For me, Richardson is the weakest of the performers infusing his dialogue with the occasional Irish brogue but preferring to pontificate in a controlled Shakespearean dialect, a byproduct of his years on the stage where he was once declared as the perfect Othello. While entirely within reason for the character, it comes off pretentious quite frequently, which is at odds with the description of the character in the play. Stockwell acquits himself nicely against actors who seem significantly more trained. While he doesn’t seem the boisterous boy he’s described as being, he’s a sympathetic character that almost feels as if he’s from a completely different family, taking on few of his relations’ mannerisms or quirks, picking up the most unfortunate of them: the drink.
Robards is terrific as the drunken elder son, proclaiming his victory in teaching the young Edmund how to avoid all of the pitfalls he had already suffered and frequently going head-to-head with his miserly father.

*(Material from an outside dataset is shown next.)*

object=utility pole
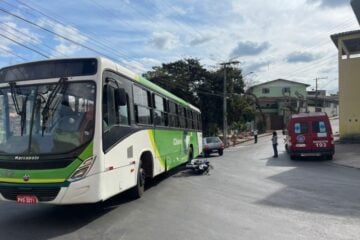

Their interplay is blended equally between outright hatred and grudging manners. He has most of the bombastic deliveries in the production, but never feels like he’s cresting the banks of good taste.
That leaves Hepburn who is simply outstanding. Although her early scenes are hard to watch, seeming to be too literally adapted from the stage, as she progersses into her moody despair and eventual drug-infused rambling late int he production, she kicks the performance into perfection, creating a genuinely troubled woman stuck in the past when her life was Utopian and fearful that her depression could lead to further trouble for the family, a fear which permeates most of the film.
Sidney Lumet gives the actors plenty of room to ply their trade, never letting the camera get in the way of the performance. Unfortunately, that proclivity keeps the film from feeling more robust and realistic. We are aware constantly that this is a stage production put onto the big screen. While there are a few exterior scenes that set the place, the interior is the key focus of the film and it is so sequestered that you can’t really understand why film was the necessary medium to which to bring this event.